Parquet File Structure

Parquet Metadata

The metadata is stored separately in the _metadata and _common_metadata files in the dataset directory, as per the Parquet dataset specification. The metadata is stored as a set of key-value pairs, each of which is a binary string. For simplicity we describe the strings here as regular strings, but beware that behind the scenes they are stored in the python b'string' format.

The following metadata strings are required: * 'healsparse::version': '1' * 'healsparse::nside_sparse': str(nside_sparse) * 'healsparse::nside_coverage': str(nside_coverage) * 'healsparse::nside_io': str(nside_io) * 'healsparse::filetype': 'healsparse' * 'healsparse::primary': 'primary' or '' * 'healsparse::sentinel': str(sentinel) or 'UNSEEN' * 'healsparse::widemask': 'True' or 'False' * 'healsparse::wwidth': str(wide_mask_width) or '1' * 'healsparse::bitpacked': str(is_bit_mask_map)

Note that the string 'UNSEEN' will use the special value hpgeom.UNSEEN to fill empty/overflow pixels.

Additional metadata from the map is stored as a FITS header string (for compatibility with the FITS serialization) such that: * 'healsparse::header': header_string

Parquet Coverage Map

The coverage map is a Parquet file with the name _coverage.parquet, stored in the dataset directory.
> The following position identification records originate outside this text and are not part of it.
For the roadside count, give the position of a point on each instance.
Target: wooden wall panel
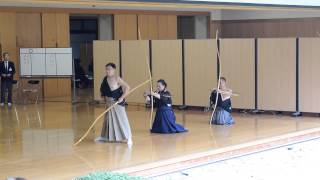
(125, 27)
(28, 30)
(277, 74)
(56, 33)
(8, 35)
(238, 67)
(49, 30)
(200, 71)
(167, 65)
(135, 55)
(309, 84)
(167, 26)
(103, 53)
(148, 25)
(63, 30)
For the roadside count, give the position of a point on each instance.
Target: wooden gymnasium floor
(36, 140)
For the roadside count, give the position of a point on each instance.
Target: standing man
(7, 70)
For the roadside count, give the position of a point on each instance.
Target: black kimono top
(164, 101)
(226, 104)
(106, 91)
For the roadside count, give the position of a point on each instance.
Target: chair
(33, 87)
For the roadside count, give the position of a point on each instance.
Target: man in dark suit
(7, 70)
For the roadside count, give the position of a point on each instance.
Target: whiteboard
(46, 61)
(51, 65)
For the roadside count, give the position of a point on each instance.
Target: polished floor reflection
(36, 140)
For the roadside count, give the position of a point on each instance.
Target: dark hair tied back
(111, 65)
(163, 82)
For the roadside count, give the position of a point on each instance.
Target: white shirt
(6, 65)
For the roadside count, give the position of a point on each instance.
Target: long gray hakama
(116, 125)
(222, 117)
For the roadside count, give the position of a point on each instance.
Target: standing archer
(222, 115)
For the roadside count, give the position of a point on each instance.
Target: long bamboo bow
(151, 84)
(107, 110)
(219, 76)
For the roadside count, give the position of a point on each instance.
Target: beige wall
(309, 84)
(200, 71)
(277, 74)
(167, 65)
(238, 67)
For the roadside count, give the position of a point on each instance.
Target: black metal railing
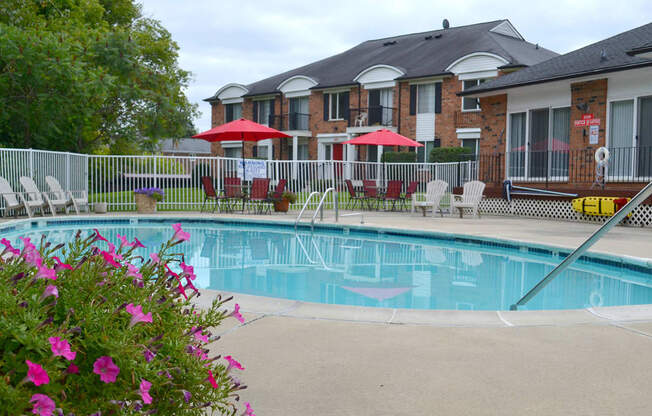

The coverage map has two columns: * cov_pix: Valid coverage pixels (nside = nside_coverage) for the sparse map. * row_group: The row group index within the appropriate i/o pixel file to find the sparse data for the given coverage map.

Parquet Map Files

Each sparse map Parquet file covers one i/o pixel. The name of each file is iopix=###/###.parquet, where ### is a zero-padded three digit number for the given i/o pixel. By putting each pixel in its own directory with this naming scheme we allow pyarrow to use the hive partitioning and only touch the files as necessary.

Each file is written as a series of Parquet row groups. Each row group contains all the data for a single coverage pixel, with nfine_per_cov rows per row group. The row group number within the given i/o pixel is recorded in the _coverage.parquet coverage map file for quick access to individual and groups of coverage pixels.

The exact format of the data depends on whether the map is a simple image, a wide mask, or a record array.

Sparse Map Image

If the sparse map is not of a numpy record array type, it is stored in a two-column Parquet table. The schema is given by: * cov_pix: int32 * sparse: Datatype of the sparse image data.

The cov_pix gives the coverage pixel of the data, and is redundant with the data in _coverage.parquet. It compresses very efficiently, and can be used to reconstruct the _coverage.parquet from the data files if necessary.

The sparse column has the sparse map data (with sparse map image datatype).

Unlike the FITS serialization, the initial “overflow” coverage pixel is not serialized. Instead, on read this is filled in with the sentinel value from the Parquet metadata.

Sparse Map Wide Mask

If the sparse map is a wide mask map, the schema is the same as for a regular sparse map image. In this case, as with the FITS serialization, the sparse map is stored as a flattened version of the in-memory wide_mask_width * npix array. This means that there will be wide_mask_width * nfine_per_cov rows per row group in each wide mask Parquet file.

Sparse Map Table

If the sparse map is a numpy record array type, it is stored as a multi-column Parquet table with the following schema: * cov_pix: int32 * column_1: Datatype of column 1. * column_2: Datatype of column 2. * Etc.

Unlike the FITS serialization, the initial “overflow” coverage pixel is not serialized. Instead, on read this is filled in with the sentinel value from the Parquet metadata for the primary column. The other columns in the overflow coverage pixel are filled with the default sentinel for that datatype (e.g., hpgeom.UNSEEN for floating-point columns and -MAXINT for integer columns).

Sparse Map Bit-Packed Mask

If the sparse map is a bit-packed mask, the schema is the same as for a regular sparse map image. In this case, as with the FITS serialization, the sparse map is stored as an array of unsigned 8-bit integers which is the in-memory backing of the bit-packed array.